I remember auditioning for a television show when I was young.  It was around fifth grade, and WJAR held auditions for their kids news show.  My Dad took me to the “auditions” which really constituted of answering a few questions in the first round, and then the lucky few would move on.  Not surprising to anyone who knows me, I was a horrible math student even then.  However, I hadn’t given up yet.  I was trying; I would even practice on my own.  This was going to be my year I conquered math!  So when the interviewer asked me what my favorite subject was I of course said “math” in my attempts to actually like the subject from hell more.  I never made the second cut, but my Dad, who was an engineer, was overjoyed that I chose math as an answer.  My hopes were dashed of course when I got home and my mother asked why would I ever answer that, and my answer probably cost me a chance at the second round.  Yes, my mother in her “infinite glory” taught me that to succeed I needed to push math out of my mind. 

2     2. When your children are adults, they are still your children   
      This is a biggie.  This is something, no matter how sick my Dad got, he never forgot.  When the doctor prescribed medical marijuana to him, he tried declining because he had kids.  Two kids who were married, with their own children, and didn’t live at home.  He was afraid he would be a bad influence.  I couldn’t make this up if I tried. 
      After I got married, I began packing on some pounds, as many of us do.  I went from the size two that my husband met to a size I won’t write on my blog.  You can only hear your mother say “you have such a pretty face” and tell you how to hide your body so many times before you start to believe it.  Looks over brains were how I was brought up, which is why I tell my son how smart he is constantly.  (Although of course he’s also adorable, and I let him know that as well!)  Boys can develop body image issues too, and it’s not something I wish to be responsible for.  It’s been over a year that I’ve been working with a friend to rethink how I think about my body, and I’ve never been healthier.
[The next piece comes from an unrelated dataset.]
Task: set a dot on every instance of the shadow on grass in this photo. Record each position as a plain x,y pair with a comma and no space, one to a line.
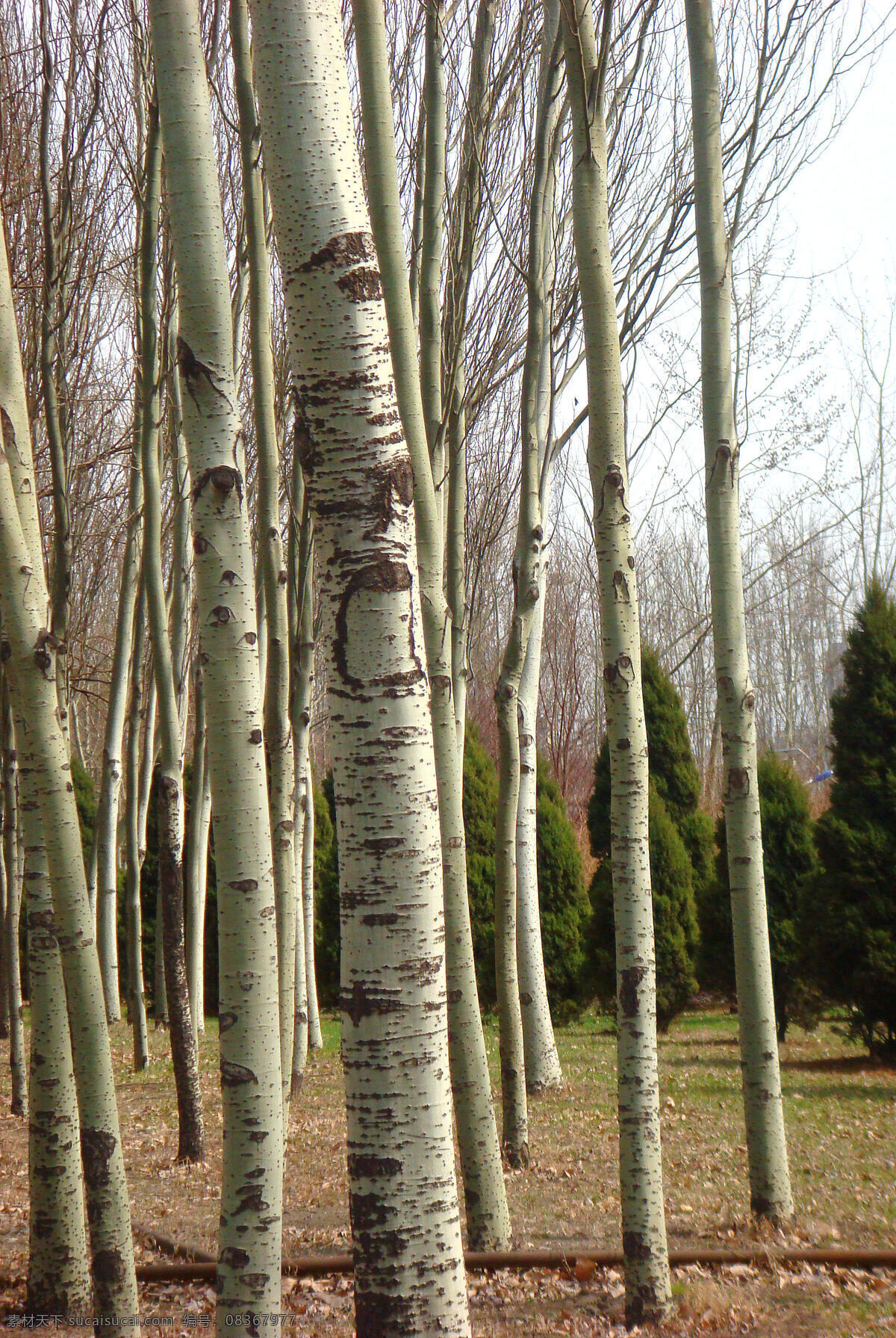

      3. Kids Come First.  Period.
I always knew where I stood with my Dad.  He wanted to be home with us, playing outside, taking us trick or treating.  He would constantly plan family vacations.  He would make his famous pizza on Sundays, have us help in the garden, watch ridiculous movies…I honestly could fill a book with all the times my Dad made me feel as if I was the most important person.  I hope I can do that for my son.  Since he passed, this was my mother’s number one complaint about him.  That he wanted to spend too much time with his kids.  As an educator, I can think of countless mothers who wish they had that problem.  I can think of countless kids who would love nothing more than to have their parents want to spend their free time with them.  I married a man who spends countless hours building Legos, watching movies, taking bike rides, even going to birthday parties.  And I wouldn’t have it any other way.

As adults, I think it’s easy to blame our parents for our shortcomings.  I was infinitely lucky with my Dad.  I won the Dad lottery.  This may sound like I am sitting around blaming my mother for a slew of things.  I’m not.  It’s her shortcomings as a human being and “mother” that make me want to be a better mother than the one I grew up with.  Anyone can have kids, but it takes dedication and work to be the kind of parent you want to be.